Ibnu an-Najjâr al-Futûhiy rahimahullâh mengatakan,
و سن فطر وكره صوم بسفر قصر ولو بلا مشقة
"Dan disunnahkah berbuka serta dimakruhkan shaum untuk safar yang pendek sekalipun walaupun tanpa kesulitan di dalamnya." [Muntahal Irâdât]
Kemudian di-syarah oleh al-Buhûtiy rahimahullah dalam Syarhu Muntaha al-Irâdât,
"Dan disunnahkan berbuka serta dimakruhkan shaum untuk musafir dengan safar pendek walaupun tanpa kesulitan, berdasarkan hadits:
ليس من البر الصيام في السفر. (متفق عليه)
Bukanlah merupakan kebajikan shiyam dalam safar. [Muttafaq 'Alayh]
Dan Imam an-Nasaiy pun meriwayatkannya.
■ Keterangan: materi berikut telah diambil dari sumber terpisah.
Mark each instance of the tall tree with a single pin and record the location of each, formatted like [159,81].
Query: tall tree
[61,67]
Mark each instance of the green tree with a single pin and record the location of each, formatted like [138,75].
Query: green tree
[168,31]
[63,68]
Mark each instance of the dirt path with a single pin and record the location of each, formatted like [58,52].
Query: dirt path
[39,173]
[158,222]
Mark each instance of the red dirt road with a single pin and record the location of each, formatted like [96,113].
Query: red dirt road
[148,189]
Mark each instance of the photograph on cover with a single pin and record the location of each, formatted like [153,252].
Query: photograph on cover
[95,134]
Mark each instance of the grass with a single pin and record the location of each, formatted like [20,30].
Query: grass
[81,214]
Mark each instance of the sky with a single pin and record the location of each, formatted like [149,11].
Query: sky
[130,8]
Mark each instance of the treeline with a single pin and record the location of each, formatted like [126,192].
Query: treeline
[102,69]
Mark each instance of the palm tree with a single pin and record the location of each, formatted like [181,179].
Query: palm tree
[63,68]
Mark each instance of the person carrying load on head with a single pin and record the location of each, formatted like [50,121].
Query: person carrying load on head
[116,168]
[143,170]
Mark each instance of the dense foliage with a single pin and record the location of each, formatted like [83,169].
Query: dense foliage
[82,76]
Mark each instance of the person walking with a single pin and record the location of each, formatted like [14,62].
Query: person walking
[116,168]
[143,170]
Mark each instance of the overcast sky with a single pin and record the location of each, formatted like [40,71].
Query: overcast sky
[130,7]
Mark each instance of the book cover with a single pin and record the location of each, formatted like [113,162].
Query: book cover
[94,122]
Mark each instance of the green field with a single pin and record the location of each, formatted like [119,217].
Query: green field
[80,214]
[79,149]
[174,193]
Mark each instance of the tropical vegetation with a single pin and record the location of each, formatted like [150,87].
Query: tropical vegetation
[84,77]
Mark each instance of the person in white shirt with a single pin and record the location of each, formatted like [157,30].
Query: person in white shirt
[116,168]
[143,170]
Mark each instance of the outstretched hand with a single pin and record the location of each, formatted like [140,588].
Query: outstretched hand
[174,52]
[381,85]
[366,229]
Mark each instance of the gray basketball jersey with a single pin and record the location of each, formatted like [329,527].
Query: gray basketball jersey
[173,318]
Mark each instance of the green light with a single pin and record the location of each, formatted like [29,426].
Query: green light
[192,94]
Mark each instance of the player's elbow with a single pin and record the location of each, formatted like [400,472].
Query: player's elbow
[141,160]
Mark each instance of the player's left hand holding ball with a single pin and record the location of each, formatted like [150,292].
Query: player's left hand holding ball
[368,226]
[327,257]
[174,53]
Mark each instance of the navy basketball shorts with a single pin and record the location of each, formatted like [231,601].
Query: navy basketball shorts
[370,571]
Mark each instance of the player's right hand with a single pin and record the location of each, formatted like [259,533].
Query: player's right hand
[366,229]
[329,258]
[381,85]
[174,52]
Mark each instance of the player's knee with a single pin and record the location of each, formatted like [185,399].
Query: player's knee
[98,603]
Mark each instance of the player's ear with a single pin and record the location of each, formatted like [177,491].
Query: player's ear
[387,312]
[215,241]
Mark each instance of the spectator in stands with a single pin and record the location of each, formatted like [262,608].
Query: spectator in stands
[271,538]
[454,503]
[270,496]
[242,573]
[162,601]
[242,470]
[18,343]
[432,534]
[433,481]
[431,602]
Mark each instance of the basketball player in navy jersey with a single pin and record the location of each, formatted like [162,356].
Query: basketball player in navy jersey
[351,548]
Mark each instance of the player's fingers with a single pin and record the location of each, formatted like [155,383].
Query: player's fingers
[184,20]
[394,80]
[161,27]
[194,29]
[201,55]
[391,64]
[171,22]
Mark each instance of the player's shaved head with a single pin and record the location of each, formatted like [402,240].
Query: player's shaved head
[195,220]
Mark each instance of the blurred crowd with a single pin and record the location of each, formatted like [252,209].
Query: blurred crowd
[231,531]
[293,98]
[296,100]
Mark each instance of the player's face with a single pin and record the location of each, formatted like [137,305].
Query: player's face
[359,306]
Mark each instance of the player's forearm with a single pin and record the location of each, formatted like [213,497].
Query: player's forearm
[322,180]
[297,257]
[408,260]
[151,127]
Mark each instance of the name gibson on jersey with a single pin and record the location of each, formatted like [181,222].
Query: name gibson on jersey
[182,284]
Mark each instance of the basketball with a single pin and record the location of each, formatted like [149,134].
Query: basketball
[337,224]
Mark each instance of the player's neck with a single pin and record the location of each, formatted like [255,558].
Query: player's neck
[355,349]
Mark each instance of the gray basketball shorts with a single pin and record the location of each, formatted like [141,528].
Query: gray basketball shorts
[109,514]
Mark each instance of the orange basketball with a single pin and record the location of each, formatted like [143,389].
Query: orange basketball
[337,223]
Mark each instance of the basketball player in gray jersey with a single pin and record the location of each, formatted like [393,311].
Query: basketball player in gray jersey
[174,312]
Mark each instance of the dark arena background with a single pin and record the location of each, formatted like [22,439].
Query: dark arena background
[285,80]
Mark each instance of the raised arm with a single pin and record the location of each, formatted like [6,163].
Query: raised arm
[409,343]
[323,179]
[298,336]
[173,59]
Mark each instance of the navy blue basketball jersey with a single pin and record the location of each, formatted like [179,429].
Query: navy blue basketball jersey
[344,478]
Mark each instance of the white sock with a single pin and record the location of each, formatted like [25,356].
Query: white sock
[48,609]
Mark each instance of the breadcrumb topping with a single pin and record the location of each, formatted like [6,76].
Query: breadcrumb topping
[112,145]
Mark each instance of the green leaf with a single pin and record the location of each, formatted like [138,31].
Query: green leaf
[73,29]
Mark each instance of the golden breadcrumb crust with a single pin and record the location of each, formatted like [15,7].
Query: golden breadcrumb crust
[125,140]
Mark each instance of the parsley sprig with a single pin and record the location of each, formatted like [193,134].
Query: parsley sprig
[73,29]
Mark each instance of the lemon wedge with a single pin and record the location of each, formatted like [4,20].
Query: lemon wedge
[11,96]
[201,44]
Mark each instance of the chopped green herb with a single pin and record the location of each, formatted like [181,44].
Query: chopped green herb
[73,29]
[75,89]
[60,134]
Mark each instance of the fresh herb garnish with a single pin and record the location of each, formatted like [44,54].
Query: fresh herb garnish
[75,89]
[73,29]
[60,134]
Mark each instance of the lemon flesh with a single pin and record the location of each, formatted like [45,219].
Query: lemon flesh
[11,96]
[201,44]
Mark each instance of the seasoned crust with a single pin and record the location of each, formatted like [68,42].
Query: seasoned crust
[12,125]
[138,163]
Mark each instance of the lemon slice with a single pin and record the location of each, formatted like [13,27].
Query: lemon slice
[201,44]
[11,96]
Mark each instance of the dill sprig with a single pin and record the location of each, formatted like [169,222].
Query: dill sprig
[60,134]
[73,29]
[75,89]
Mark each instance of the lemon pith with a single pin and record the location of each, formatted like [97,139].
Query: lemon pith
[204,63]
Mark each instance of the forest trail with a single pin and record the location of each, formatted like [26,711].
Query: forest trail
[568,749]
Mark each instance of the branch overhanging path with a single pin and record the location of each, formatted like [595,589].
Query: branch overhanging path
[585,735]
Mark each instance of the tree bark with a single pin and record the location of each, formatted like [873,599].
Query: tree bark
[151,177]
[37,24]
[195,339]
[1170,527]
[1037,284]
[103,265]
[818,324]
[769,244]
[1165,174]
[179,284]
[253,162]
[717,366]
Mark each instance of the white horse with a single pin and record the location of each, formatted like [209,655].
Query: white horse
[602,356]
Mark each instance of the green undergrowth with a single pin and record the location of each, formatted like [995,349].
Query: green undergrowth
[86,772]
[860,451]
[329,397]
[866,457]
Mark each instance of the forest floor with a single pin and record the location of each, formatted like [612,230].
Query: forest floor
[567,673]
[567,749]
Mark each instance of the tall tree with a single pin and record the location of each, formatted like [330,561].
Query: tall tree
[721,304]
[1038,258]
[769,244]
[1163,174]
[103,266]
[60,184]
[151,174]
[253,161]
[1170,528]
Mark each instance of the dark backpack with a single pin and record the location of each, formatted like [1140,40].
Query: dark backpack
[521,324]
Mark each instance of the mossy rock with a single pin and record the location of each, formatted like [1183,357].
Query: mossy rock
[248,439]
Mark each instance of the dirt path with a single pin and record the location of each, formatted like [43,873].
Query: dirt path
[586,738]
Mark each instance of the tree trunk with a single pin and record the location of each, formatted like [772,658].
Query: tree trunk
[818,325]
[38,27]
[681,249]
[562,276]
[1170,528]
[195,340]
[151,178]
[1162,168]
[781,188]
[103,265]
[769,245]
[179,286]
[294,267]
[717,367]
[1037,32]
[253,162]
Beliau menambahkan:
عليكم برخصة الله التي رخص لكم فاقبلوها.
Hendaknya kalian mengambil rukhshah dari Allah yang telah ia rukhshah-kan untuk kalian, maka terimalah oleh kalian!
Namun jika ia mau berpuasa, maka puasanya sah. Berdasarkan Nash hadits:
هي رخصة من الله فمن أخذ بها فحسن. ومن أحب أن يصوم فلا جناح عليه. (رواه مسلم والنسائي)
Dia (berbuka ketika safar) merupakah rukhshah (keringanan) dari Allah. Maka sesiapa yang mengambilnya, maka itu bagus. Dan sesiapa yang suka untuk tetap puasa, maka tak ada dosa baginya. [Muslim dan an-Nasâiy]." (Syarhu al-Muntaha al-Irâdât, hal. 348]
Nah, bagi yang safar karena mudik ke kampung halaman, jangan paksakan diri jika memang fisik tidak memungkinkan. Bisa mengambil rukhshah berbuka. Nanti qadha di hari lain.